IVI continues its research to provide its patients with the best results on their path to motherhood. This year, the world leader in assisted reproduction submitted 20 abstracts at the 68th Annual Meeting of the Society for Reproductive Investigation (SRI), and two of them received the President’s Award, the SRI’s highest.
“It is truly a pleasure to share the latest advances in reproduction with our colleagues to shape the present and future of our field. Furthermore, having the only two Spanish researchers recognized in this category encourages us to continue our work and stay on the cutting edge in our fight against infertility,” said Dr. Nicolás Garrido, director of Fundación IVI.
One of the studies that received the award was “Characterization of the Non-Classic Progesterone Receptor Membrane Component 2 (PGRMC2) During the Human Menstrual Cycle and In Vitro Decidualization,” which for the first time describes the behavior of a non-classic progesterone receptor (PGRMC2) in the human endometrium to promote embryo implantation.
“One of the main causes of female infertility is implantation failure, a process for which there is currently no in-depth knowledge. For the proper implantation of the embryo, the human endometrium must create a state of receptivity in response to hormones such as progesterone. Progesterone acts through several cellular receptors, some of which have still not been studied in-depth to date,” explains Dr. Francisco Domínguez, the main author of the study and a researcher at Fundación IVI.
The award-winning research was carried out by studying the expression of this receptor throughout the menstrual cycle, and during an in-vitro decidualization process in the endrometrial cells.

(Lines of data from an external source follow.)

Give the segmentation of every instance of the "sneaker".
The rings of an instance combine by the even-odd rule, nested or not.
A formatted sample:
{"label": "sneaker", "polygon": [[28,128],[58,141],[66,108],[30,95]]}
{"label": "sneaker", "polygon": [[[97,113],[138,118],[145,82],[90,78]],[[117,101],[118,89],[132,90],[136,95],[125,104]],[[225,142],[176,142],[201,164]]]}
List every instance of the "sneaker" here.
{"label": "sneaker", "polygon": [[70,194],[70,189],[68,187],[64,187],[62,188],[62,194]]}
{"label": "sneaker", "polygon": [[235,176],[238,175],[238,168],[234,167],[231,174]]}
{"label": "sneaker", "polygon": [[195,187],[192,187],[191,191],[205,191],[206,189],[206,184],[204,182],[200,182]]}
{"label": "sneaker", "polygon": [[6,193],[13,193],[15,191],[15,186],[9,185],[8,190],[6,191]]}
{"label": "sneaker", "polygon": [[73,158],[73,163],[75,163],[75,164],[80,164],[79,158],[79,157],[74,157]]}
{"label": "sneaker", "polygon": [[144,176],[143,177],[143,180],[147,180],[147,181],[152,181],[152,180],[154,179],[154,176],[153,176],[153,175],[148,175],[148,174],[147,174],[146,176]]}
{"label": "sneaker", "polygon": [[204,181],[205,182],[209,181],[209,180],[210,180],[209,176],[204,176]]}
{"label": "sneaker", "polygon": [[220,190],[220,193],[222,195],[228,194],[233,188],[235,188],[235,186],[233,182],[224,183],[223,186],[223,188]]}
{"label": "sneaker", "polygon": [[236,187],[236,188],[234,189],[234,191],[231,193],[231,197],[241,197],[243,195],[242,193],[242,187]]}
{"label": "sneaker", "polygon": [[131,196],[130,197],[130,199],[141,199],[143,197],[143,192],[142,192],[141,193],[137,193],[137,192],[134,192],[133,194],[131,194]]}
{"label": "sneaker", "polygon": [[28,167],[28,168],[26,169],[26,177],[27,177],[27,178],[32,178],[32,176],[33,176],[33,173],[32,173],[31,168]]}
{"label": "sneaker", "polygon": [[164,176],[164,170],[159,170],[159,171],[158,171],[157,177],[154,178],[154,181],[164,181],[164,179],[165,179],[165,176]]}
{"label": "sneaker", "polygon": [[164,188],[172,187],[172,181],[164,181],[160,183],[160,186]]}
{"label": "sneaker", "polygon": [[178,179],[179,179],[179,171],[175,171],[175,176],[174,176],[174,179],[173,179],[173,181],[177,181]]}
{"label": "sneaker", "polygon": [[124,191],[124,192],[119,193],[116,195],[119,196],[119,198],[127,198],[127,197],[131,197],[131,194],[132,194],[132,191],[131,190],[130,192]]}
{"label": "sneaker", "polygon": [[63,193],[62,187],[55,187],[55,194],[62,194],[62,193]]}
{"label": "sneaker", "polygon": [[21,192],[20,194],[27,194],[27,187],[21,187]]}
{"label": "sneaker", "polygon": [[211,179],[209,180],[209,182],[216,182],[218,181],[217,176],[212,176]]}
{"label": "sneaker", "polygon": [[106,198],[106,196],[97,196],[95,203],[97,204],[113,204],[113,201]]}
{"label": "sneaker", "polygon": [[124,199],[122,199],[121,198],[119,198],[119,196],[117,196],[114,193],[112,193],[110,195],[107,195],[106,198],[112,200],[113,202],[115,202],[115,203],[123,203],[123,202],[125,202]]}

“In this study, an increase in protein was observed during the critical phase for embryo implantation. By extending our knowledge of PGRMC2 in this way, we gain a better understanding of how molecular signaling in the human endometrium works, and are therefore able to increase fertility rates in women with implantation problems,” Dr. Domínguez adds.
A second award for IVI
The other study receiving the SRI award was “Proteomic Analysis of Extracellular Vesicles Secreted by Primary Endometrial Epithelial Cells from Fertile Women Reveals Functions Related to Embryo Implantation Not Present in an Endometrial Epithelial Cell Line,” which describes the protein content of extracellular vesicles (EVs) secreted by the maternal endometrium, and their biological processes, which are related to endometrial receptivity, embryo implantation and the early development of the embryo.
“In recent years, it has been reported that embryo implantation, and therefore pregnancy, involves communication between the maternal endometrium and the embryo that is essential for the implantation process. In this regard, it has been reported that the EVs derived from the endometrium may be internalized by the embryo and increase its adhesive and invasive capacity. Several studies have explained that these EVs may serve as vehicles to transfer mRNA and miRNA proteins that may contribute to communication between cells,” notes Dr. Hortensia Ferrero, the main author of the study and a researcher at Fundación IVI.
These findings would make it possible to define non-invasive biomarkers of successful implantation, which would be additional resources to those currently used in embryo culture in assisted reproduction, and improving the ability to develop these embryos.
“If effective, it would be very useful for patients with poor quality embryos during in-vitro development to increase their ability to implant, thus increasing pregnancy rates. Furthermore, the description of these biomarkers makes it possible to define potential therapeutic targets and develop innovative treatments to improve embryo implantation,” concludes Dr. Ferrero.
Both papers earned the recognition of the SRI’s scientific committee and will allow us to give more hope to women and couples who have problems achieving a full-term pregnancy.